Dear President Bush:
Congratulations on your victory over all us non-evangelicals.
Actually, we’re a bit ticked off here in California, so we’re leaving.
California will now be its own country. And we’re taking all the Blue States wih us.
In case you are not aware, that includes Hawaii, Oregon, Washington, Minnesota, Wisconsin, Michigan, Illinois, and all of the Northeast.
We spoke to God, and He/She agrees that this split will be beneficial to almost everybody, and especially to us in the new country of California. In fact, God is so excited about it, He/She’s going to shift the whole country at 4:30 PM EST this Friday. Therefore, please let everyone know they need to be back in their states by then.
So you get Texas and all the former slave states. We get the Governator, stem cell research and the best beaches.
We get Elliot Spitzer. You get Ken Lay. (Okay, we have to keep Martha Stewart, we can live with that.)
We get the Statue of Liberty. You get OpryLand. We get Intel and Microsoft. You get WorldCom.
We get Harvard and Stanford. You get Ole Miss.
We get 85% of America’s venture capital and entrepreneurs. You get all the technological innovation in Alabama.
We get about two-thirds of the tax revenue, and you get to make the red states pay their fair share.
Since our divorce rate is 22% lower than the Christian coalition’s, we get a bunch of happy families. You get a bunch of single parents to support, and we know how much you like that.
Did I mention we produce about 70% of the nation’s veggies? But heck, the only greens the red staters eat are the pickles on their Big Macs.
Oh yeah, another thing, don’t plan on serving California wine at your state dinners. From now on it’s imported French wine for you. Ouch, bet that hurts.
Just so we’re clear, the country of California will be pro-choice and antiwar. Speaking of war, we’re going to want all Blue States citizens back from Iraq. If you need people to fight, just ask your evangelicals.
Anyway, we wish you all the best in the next four years and we hope, really hope, you find those missing weapons of mass destruction. Seriously.
On a related note, Becca gets mad at me for bashing the evangelical south.
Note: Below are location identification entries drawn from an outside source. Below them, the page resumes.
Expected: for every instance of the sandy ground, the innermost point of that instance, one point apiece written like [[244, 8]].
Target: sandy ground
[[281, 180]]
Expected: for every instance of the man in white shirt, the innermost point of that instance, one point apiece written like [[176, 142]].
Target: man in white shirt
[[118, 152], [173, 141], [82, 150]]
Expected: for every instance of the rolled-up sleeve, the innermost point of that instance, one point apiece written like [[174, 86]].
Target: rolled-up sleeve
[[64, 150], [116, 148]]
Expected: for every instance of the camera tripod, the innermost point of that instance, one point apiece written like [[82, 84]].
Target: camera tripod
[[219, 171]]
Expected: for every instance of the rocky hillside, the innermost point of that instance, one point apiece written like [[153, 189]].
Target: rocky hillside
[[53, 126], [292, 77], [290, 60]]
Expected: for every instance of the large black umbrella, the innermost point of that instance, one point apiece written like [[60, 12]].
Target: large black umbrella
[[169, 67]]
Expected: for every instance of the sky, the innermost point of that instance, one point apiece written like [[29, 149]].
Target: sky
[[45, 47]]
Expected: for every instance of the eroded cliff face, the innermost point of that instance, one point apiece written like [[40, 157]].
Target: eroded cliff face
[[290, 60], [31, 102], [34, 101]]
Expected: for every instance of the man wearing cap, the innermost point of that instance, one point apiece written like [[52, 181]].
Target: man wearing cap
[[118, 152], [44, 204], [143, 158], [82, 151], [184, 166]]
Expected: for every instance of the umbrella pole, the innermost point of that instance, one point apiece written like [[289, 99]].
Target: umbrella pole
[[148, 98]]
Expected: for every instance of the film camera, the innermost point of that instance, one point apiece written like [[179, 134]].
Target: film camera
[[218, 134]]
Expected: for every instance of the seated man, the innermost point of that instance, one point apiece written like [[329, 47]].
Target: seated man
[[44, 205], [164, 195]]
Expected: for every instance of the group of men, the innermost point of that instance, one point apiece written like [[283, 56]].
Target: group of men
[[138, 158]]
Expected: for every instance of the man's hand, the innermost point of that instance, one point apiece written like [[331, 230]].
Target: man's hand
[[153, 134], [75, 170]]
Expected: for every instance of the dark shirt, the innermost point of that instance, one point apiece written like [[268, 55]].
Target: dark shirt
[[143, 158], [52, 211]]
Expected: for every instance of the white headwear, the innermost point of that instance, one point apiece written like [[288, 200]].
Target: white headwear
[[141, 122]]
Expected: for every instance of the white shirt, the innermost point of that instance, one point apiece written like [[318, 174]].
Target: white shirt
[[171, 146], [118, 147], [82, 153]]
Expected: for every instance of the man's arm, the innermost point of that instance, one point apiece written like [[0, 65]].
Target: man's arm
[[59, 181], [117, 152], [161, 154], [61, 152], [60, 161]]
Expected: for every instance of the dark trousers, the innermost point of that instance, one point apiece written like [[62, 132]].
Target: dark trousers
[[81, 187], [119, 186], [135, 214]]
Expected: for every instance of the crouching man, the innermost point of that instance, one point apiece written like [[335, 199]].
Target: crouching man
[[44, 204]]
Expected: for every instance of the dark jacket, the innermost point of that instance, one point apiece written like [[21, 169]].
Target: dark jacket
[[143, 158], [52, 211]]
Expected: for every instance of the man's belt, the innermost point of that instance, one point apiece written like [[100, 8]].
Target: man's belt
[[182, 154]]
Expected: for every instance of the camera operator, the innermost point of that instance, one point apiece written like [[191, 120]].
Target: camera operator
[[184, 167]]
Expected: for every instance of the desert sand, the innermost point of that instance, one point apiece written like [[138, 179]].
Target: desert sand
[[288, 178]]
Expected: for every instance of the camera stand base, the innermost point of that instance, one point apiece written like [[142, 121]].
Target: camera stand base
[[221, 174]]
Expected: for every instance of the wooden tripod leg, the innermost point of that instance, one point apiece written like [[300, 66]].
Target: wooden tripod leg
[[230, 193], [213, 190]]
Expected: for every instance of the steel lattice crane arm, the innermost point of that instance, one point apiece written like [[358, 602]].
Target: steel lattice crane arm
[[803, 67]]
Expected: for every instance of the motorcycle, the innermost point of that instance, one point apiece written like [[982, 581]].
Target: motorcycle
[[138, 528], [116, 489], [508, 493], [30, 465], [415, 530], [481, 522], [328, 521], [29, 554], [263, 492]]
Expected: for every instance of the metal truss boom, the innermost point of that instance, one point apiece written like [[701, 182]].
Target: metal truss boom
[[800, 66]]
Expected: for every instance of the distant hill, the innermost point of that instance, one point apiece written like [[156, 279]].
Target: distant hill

She’s right, they are part of this country whether we like it or not. And the south is considerably poorer than the north. So can’t we find it in our bleeding hearts to be the bigger people and stop the ridicule and just help them out a little?
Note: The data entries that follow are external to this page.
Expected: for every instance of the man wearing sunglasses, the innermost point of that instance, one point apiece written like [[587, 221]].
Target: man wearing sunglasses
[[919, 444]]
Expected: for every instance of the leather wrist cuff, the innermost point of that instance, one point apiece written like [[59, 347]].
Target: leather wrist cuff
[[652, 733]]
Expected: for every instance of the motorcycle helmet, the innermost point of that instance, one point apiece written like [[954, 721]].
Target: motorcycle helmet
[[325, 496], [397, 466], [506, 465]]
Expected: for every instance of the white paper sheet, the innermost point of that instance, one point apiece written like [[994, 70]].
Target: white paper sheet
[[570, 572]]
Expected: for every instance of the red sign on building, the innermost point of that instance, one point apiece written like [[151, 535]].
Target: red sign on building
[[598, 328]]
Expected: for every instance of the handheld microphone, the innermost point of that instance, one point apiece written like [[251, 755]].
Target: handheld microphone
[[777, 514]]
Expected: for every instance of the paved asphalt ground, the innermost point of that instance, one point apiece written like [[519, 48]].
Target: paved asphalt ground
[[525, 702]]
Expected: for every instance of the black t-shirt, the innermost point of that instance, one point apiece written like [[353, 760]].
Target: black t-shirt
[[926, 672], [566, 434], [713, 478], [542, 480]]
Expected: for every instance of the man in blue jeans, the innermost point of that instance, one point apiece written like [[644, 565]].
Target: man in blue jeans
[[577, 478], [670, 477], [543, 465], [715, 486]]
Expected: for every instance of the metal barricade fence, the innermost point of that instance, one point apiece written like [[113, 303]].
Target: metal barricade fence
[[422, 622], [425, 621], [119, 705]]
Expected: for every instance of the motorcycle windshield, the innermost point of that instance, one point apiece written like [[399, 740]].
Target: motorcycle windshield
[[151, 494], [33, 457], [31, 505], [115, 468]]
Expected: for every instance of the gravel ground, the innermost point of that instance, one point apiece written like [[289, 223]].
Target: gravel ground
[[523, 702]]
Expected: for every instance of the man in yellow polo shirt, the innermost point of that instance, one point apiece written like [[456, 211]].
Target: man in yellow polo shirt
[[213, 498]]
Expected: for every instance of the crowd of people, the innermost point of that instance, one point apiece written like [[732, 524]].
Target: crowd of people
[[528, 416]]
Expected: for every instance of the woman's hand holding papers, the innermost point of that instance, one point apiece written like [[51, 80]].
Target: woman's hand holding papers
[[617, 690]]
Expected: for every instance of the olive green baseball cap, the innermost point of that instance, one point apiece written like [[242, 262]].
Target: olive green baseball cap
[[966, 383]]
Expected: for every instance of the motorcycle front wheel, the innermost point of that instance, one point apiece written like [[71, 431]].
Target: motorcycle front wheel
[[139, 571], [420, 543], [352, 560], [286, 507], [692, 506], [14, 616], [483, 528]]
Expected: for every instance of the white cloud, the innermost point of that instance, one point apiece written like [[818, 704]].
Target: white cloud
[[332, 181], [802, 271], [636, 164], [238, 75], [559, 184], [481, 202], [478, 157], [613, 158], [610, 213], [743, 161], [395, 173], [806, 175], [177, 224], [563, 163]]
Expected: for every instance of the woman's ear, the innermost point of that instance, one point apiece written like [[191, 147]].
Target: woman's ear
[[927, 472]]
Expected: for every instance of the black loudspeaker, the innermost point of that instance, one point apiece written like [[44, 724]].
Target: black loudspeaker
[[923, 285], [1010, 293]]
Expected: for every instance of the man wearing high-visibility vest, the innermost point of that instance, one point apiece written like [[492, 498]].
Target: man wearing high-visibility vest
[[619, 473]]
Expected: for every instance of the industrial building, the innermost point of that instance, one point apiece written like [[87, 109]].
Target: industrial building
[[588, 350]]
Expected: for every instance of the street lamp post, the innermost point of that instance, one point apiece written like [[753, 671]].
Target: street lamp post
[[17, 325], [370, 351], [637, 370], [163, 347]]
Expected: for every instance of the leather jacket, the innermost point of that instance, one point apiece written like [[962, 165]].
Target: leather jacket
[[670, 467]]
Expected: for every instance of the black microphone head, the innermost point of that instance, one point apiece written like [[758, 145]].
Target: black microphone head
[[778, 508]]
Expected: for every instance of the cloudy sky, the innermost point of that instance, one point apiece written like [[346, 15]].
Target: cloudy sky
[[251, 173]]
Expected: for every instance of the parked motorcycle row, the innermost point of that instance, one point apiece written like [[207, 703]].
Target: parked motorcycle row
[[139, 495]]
Not until they take down the confederate flags.
A letter posted on Mattie’s Blogger.
By the way–for those who don’t have a sense of humor–I will clarify that I share the frustration expressed in the letter at the people who voted for Bush, against their own interests (as did my mother). I don’t, however, share the broad sweep of animosity toward southern states, because contained within those states are urban areas vehemently opposed to Bush and his neocon cabal, and other areas where tough, independent-thinking people aren’t afraid to speak their minds against Bush’s policies. Urban areas everywhere around the country voted against Bush in 2004, just as they did in 2000. Despite the ludicrously simple-minded portrayal of red states/blue states by the media, the battle lines are urban/suburban/rural with particular demographic variations.